The HIPAA Breach Notification Rule requires covered entities to notify HHS and affected individuals within 60 calendar days of discovering a breach of unsecured PHI. For MSPs, the clock starts when your client (the covered entity) becomes aware of the breach — which is typically when you tell them. This means your incident response process must be fast enough to investigate, contain, and document before the client's notification obligation begins to compress.
Not every security incident is a HIPAA breach. HIPAA defines a breach as unauthorized acquisition, access, use, or disclosure of PHI that compromises the security or privacy of the information. You can presume a breach has occurred unless you can demonstrate through a four-factor risk assessment that the probability of PHI compromise is low. The four factors are: the nature and extent of PHI involved, who made the unauthorized access, whether the PHI was actually acquired or viewed, and the extent to which the risk has been mitigated.
Day-0 incident actions for HIPAA-covered clients: isolate the affected system immediately, preserve forensic evidence (do not wipe or reimage before you document), identify the PHI potentially involved, notify your client's designated HIPAA privacy officer within 24 hours, and open a formal incident record in your PSA with timestamps on every action.
The investigation phase must produce a written risk assessment that either documents a breach finding or documents your basis for concluding that a breach did not occur. Shortcuts here are expensive — HHS OCR audits frequently focus on the adequacy of post-incident documentation rather than the incident itself. If the documentation is thin, the presumption of breach stands even if the actual risk was low.

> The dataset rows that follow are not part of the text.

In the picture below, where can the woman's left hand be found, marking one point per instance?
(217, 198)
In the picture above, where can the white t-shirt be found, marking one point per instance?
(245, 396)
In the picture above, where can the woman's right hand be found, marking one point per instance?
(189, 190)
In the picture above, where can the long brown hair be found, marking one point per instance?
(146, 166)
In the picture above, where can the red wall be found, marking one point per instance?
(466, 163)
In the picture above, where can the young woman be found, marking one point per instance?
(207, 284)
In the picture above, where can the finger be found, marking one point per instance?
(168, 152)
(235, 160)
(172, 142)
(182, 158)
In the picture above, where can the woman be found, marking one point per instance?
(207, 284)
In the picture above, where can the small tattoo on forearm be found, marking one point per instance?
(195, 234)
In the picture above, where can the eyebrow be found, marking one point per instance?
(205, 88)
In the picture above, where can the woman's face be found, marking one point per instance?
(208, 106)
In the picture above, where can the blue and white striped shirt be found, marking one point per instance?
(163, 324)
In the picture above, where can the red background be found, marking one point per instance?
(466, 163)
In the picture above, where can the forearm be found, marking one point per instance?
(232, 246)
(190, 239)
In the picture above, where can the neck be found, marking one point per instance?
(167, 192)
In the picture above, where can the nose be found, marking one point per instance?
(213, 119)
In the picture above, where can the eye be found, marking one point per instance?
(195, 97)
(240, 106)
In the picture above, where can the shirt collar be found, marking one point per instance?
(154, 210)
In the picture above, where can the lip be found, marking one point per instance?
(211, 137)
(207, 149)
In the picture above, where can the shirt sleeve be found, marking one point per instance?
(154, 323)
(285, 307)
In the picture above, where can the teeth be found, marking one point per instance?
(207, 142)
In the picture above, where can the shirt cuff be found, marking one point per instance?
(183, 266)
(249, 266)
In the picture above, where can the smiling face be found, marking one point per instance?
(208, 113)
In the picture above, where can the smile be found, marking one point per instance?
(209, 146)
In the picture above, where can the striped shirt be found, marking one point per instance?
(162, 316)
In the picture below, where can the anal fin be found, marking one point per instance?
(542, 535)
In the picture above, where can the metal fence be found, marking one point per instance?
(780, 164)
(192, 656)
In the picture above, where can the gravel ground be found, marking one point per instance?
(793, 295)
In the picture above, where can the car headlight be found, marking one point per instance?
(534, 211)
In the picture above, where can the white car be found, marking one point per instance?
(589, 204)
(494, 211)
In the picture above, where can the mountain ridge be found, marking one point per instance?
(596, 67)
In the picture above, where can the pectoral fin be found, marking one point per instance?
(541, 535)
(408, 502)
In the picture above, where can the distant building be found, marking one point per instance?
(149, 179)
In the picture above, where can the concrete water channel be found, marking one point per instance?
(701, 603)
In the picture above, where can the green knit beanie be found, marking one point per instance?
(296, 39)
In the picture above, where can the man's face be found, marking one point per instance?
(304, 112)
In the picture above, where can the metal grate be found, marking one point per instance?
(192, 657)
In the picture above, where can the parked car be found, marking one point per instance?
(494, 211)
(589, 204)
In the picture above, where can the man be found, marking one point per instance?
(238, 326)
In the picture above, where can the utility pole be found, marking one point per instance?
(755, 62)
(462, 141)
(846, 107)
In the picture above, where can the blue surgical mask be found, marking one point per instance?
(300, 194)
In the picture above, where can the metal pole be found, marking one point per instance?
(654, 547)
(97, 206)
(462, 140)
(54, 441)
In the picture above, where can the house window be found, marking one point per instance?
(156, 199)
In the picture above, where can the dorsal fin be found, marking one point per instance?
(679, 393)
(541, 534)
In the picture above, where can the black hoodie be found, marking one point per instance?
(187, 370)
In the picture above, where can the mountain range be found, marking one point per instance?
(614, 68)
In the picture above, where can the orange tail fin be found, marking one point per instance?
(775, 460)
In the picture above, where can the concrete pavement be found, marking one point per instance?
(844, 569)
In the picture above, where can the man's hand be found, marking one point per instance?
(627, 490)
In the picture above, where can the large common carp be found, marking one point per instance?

Notification requirements differ by breach size. Individual notifications for breaches affecting under 500 people in a state must be sent within 60 days and HHS notification is required annually. Breaches affecting 500 or more individuals in a state require notification to prominent media outlets in addition to HHS and individual notification — all within 60 days. Business Associate breach notification to the covered entity must happen 'without unreasonable delay' and no later than 60 days after discovery.
The most important thing you can do before an incident happens is run a tabletop exercise with each healthcare client once per year. Walk through a ransomware scenario, identify who calls who in the first 4 hours, confirm that the BAA includes breach notification provisions, and verify that you have the client's legal counsel contact in your documentation. The tabletop takes 90 minutes and materially improves the response when something real happens.